PATNA - It is a centuries-old ignominy they wanted to escape by converting to Sikhism in Punjab and found new respect there. But back home in Bihar, the tag of Dalit refuses to leave them.
Many Dalit labourers who migrated to Punjab for work years ago and converted to Sikhism during their stay there are upset that they are still being categorised as Scheduled Caste in government records after they returned to their native villages in Bihar.
Sanjay Singh, who converted to Sikhism during his years-long stay in Punjab and sports a colourful turban and a long beard, says local and district administration officials in Bihar are not ready to accept him as a Sikh. Guru Nanak, the founder of Sikhism, preached against discrimination and prejudices on the basis of caste, class and status.
“The government officials are still treating us as Rishideo of the Musahar caste (the poorest Dalit community known as rat eaters), not as Sikhs, despite our efforts to convince them,” Singh told IANS, adding that he was yet to be termed a Sikh in the government records despite repeated requests.
Singh said that about two decades ago his close relative Naren Rishideo left for Punjab to earn a livelihood and converted to the Sikh religion, becoming Naren Singh. His example was followed by most of those of his caste men working there.
“We tasted dignity, respect and equality after we converted. Before that, we were treated as low caste, sometimes even inferior to animals, by the upper caste and backward caste people in the village,” Sanjay Singh said.
He said most of the women members of their families have now started using the Kaur surname.
Rup Singh and Manish Singh, who also converted to Sikhism, are no longer keen to be known as Rishideos and want that they should be treated as Sikhs in government records.
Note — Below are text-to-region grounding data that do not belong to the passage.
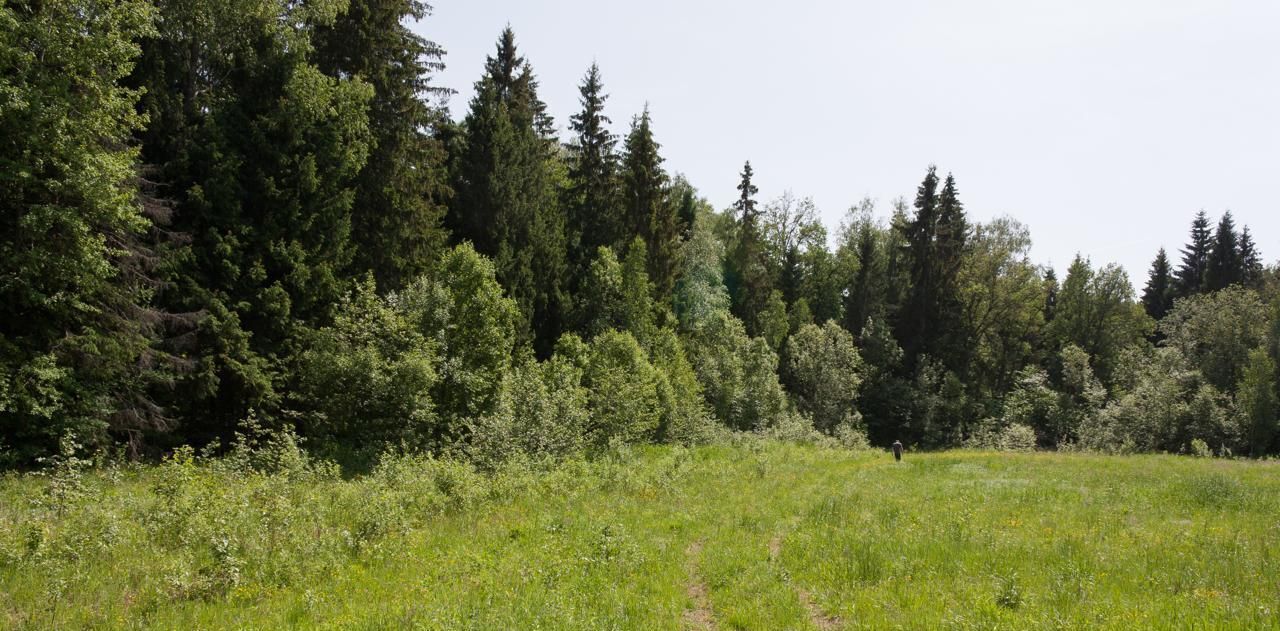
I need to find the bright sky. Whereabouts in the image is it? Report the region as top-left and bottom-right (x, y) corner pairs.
(418, 0), (1279, 285)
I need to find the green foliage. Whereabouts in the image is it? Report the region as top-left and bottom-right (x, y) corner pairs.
(582, 331), (664, 449)
(295, 279), (437, 453)
(726, 161), (774, 338)
(898, 168), (969, 373)
(1047, 256), (1152, 390)
(1160, 286), (1268, 393)
(783, 322), (864, 435)
(0, 0), (172, 460)
(685, 312), (789, 432)
(467, 356), (590, 469)
(565, 63), (622, 273)
(957, 217), (1046, 400)
(450, 28), (566, 354)
(1174, 210), (1213, 297)
(1079, 347), (1241, 454)
(397, 243), (519, 446)
(1142, 248), (1175, 321)
(1237, 348), (1278, 456)
(313, 0), (451, 290)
“We changed our religion to get rid of the stigma of untouchablity and to live a life with pride. We were happy to return to our village. Local people, barring a few, accepted us as Sikh, but in the government records and caste certificates we have the same old Dalit tag,” Rup Singh told IANS.
Soon after they returned to their village Halhalia in Araria district, nearly 400 km from Patna, they were shocked to learn that despite the change of religion they would have to fight another battle to upgrade their social status in official records.
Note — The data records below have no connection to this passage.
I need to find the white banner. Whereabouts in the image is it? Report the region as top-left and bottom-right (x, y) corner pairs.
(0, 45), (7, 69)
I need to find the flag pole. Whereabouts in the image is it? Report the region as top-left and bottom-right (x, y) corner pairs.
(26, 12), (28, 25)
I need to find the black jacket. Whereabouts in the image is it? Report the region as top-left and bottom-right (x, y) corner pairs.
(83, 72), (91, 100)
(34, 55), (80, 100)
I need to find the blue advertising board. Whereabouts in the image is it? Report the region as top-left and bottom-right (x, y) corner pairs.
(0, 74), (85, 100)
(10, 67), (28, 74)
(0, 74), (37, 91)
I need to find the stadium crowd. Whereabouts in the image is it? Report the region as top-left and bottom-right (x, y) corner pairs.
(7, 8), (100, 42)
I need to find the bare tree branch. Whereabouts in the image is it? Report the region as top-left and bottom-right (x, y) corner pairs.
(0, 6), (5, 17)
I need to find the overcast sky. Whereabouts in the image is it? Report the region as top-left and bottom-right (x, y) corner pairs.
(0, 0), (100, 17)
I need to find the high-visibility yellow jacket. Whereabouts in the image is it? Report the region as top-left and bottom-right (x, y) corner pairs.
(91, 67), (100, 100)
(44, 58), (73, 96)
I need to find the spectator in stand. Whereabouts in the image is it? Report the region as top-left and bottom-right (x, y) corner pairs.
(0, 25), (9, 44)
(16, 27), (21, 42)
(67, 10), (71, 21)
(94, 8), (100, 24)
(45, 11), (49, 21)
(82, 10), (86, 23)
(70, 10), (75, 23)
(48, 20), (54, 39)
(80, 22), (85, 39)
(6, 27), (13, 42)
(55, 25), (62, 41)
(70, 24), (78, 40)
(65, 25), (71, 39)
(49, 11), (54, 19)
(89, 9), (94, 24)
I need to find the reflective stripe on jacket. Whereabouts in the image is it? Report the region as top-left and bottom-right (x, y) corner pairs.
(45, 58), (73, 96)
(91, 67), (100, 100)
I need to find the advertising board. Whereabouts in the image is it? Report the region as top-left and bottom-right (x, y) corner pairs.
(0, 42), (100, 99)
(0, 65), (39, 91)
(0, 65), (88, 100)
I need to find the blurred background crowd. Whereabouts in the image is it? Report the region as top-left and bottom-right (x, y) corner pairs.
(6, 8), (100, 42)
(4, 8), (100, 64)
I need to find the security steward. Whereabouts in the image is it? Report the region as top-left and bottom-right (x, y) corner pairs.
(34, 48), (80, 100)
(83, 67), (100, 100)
“All the Dalits who converted to the Sikh religion are still Dalits in the caste certificate and we are being denied the status of the Sikhs,” Rup Singh said.
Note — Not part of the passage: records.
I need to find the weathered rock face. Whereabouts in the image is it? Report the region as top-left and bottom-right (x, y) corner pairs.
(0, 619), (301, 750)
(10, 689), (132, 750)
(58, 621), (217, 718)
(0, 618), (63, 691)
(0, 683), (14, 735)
Manish Singh, another convert, says that they are no longer Dalits after embracing the Sikh religion and they should instead be treated as minorities as Sikhs are a minority community in the country.
A large number of migrant labourers from Bihar who converted to Sikhism in Punjab and stayed back there hardly face any identity problem, but the converts who returned to their native villages in Bihar are facing a different discrimination, Manish Singh said.
Araria district magistrate Anjani Kumar Verma, when asked about the problem, told IANS over telephone that he was not aware of the matter.
“So far no such complaint has come to my notice. If there is anything like it, the district administration will do justice with them,” Verma said.
Over 200 Dalit villagers of half a dozen villages including Kamta Balia, Gurumuhi, and Parmanpur under the Khwaspur panchayat (village council) have already converted to Sikhism. They have set up a gurdwara with support of the Shiromani Gurdwara Parbandhak Committee (SGPC), while some Sikhs from New Delhi are helping them to maintain it.